Theoretical Background

Self-organising principles of tissue formation

The human body consists of around 30 trillion cells. These cells self-organise into different types of tissues, all of which display striking architectures, including compartmentalisation into proliferative zones and regions with specialised cells. Tissue formation is regulated by a plethora of factors, including cellular shape and polarisation, cell-cell interactions, signalling events and microenvironments.

Frequently, tissue self-organisation is derailed during regeneration or cancer development, and the aim of many therapies is to restore normal tissue homeostasis by reversing cellular dysfunction or eliminating diseased cells. Understanding the principles of self-organisation in tissues is thus crucial for many areas of biomedicine.

A) Self-organisation of intestinal crypts, resulting in compartmentalisation of stem cells and differentiated cells. B) Intravital Microscopy of photo-marked cells that are lost by homeostatic tissue turnover. C) Organoids mimic crypt self-organisation. D) Confocal Microscopy of intestinal organoids. Anti-lysozyme (green) labels Paneth cells, phalloidin-TRITC (red) labels actin, DAPI (blue) labels nuclei

To understand and control tissue formation, self-renewal and function, we need to know, for example, how cell division and its orientation affect cell fate, differentiation trajectories and tissue morphogenesis. We need to get insight into how specific alterations in cell architecture, such as cytoskeletal re-organisation or organelle positioning and dynamics contribute to cell differentiation, how robust these processes are and whether and how they can be steered. We also need to understand the interplay between cellular and subcellular events on different scales: for example, whether organelle positioning during or after cell division impacts cell fate.

Microscopy-based cell biological analysis of living tissues is the only way to address such questions.

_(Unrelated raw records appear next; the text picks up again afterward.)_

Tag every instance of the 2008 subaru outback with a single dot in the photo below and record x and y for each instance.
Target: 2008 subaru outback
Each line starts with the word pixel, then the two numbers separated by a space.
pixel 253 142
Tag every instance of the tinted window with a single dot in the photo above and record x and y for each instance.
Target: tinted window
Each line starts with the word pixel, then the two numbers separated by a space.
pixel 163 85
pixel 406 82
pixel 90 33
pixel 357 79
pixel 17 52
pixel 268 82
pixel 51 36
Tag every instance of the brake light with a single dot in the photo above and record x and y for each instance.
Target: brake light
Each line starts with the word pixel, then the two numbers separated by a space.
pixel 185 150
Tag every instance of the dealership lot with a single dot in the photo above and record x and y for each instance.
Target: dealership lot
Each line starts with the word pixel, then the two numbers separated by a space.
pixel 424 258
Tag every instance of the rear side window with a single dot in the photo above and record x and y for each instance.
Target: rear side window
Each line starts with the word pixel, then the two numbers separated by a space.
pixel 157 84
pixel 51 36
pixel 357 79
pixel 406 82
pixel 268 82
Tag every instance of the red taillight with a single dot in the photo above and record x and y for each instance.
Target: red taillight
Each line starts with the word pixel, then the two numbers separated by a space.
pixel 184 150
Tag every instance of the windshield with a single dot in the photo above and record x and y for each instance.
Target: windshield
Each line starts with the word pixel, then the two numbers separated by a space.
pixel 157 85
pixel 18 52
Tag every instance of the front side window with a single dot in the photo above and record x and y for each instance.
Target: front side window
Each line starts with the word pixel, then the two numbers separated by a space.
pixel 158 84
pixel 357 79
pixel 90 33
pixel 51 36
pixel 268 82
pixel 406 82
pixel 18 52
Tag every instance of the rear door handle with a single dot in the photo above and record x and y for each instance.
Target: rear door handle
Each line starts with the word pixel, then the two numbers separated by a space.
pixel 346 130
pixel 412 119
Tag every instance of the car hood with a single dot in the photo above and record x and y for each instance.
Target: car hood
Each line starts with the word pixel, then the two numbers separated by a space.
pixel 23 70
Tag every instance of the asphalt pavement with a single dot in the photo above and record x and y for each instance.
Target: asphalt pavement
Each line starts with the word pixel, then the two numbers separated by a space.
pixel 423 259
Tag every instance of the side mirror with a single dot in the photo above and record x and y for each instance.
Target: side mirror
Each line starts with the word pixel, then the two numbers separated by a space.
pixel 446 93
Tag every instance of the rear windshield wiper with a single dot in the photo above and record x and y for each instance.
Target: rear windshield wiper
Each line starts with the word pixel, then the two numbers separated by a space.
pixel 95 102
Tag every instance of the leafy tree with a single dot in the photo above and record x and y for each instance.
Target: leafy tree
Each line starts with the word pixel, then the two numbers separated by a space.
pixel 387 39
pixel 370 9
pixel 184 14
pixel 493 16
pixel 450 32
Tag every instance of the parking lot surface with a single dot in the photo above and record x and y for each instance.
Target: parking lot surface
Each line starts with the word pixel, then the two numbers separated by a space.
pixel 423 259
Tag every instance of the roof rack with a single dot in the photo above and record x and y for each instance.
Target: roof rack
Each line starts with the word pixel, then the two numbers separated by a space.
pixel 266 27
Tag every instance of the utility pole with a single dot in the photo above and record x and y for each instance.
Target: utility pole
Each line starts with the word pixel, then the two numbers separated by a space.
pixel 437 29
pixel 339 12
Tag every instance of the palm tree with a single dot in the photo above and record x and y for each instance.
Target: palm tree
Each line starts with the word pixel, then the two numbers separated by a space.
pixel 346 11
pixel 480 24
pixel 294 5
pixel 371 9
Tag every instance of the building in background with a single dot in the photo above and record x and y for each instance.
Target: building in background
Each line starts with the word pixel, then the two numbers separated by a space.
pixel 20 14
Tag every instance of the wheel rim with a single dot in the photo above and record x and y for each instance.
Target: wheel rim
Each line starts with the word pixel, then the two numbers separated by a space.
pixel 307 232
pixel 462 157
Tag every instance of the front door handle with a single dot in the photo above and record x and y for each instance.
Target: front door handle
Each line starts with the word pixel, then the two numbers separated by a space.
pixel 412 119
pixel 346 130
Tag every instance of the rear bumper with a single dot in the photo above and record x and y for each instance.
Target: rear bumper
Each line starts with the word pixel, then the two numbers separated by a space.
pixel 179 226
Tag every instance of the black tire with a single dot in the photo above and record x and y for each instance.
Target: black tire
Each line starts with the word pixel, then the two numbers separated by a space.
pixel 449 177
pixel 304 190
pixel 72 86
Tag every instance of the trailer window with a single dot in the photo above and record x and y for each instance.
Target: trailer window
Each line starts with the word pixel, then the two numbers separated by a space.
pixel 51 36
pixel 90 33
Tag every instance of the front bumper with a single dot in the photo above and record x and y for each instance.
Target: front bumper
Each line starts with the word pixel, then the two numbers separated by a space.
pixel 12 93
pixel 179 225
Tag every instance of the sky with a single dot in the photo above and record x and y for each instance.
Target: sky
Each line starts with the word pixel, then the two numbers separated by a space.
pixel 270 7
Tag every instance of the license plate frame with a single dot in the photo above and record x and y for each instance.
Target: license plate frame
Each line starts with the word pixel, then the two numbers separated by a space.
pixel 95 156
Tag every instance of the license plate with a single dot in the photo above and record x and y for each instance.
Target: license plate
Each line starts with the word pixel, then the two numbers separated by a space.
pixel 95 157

Tissue perturbation, pathological transformation and repair

Tissues have a strong ability to regenerate when perturbed by mechanical, chemical, infectious or other assaults. For example, damaged epithelia can rapidly mount autonomous regenerative responses, resulting in cell de-differentiation, increased proliferative activity and cell migration, thus allowing restoration of tissue integrity. However, when deregulated, regenerative signals can also trigger disease, such as cancer and inflammation. So far, tissue alterations during repair as well as cancer initiation and progression have been mostly documented at the histological and transcriptional level.

Understanding tissue development by combining cell biological studies of organoids and tissues in vivo

Organoids provide in vivo-like tissue-mimetic systems to explore central cell biology aspects of self-organising 3D tissues. Organoids are derived from adult mouse or human stem cells and mimic the stem cell niche [1], which self-organises into organ-like 3D structures that resemble the overall architecture and cellular composition/positioning of the tissue of origin. Organoids have been derived from many epithelia, including intestine, breast and airway, including samples from patients, and have been successfully applied to identify mechanisms of tissue formation and disease [2-4]. Importantly, organoids offer a unique opportunity for high-resolution imaging at different scales (tissue to cell to molecule). Their amenability to live cell microscopy, genetic and pharmacological manipulation renders them excellently suited for uncovering the integration of molecular and cellular function and malfunction in tissue development and disease. However, since organoids are cultured tissues that lack the complex environmental factors present within an organism, they need to be carefully validated by detailed comparisons to tissues in vivo.

  1. Sato T et al., 2009. Single Lgr5 stem cells build crypt-villus structures in vitro without a mesenchymal niche. Nature, 459: 262-5.
  2. Florian S et al., 2019. A human organoid system that self-organizes to recapitulate growth and differentiation of a benign mammary tumor. Proc Natl Acad Sci U S A, 116: 11444-11453.
  3. Jamieson PR et al., 2017. Derivation of a robust mouse mammary organoid system for studying tissue dynamics. Development, 144: 1065-1071. 11.  
  4. Simian M et al., 2001. The interplay of matrix metalloproteinases, morphogens and growth factors is necessary for branching of mammary epithelial cells.Development, 128: 3117-31.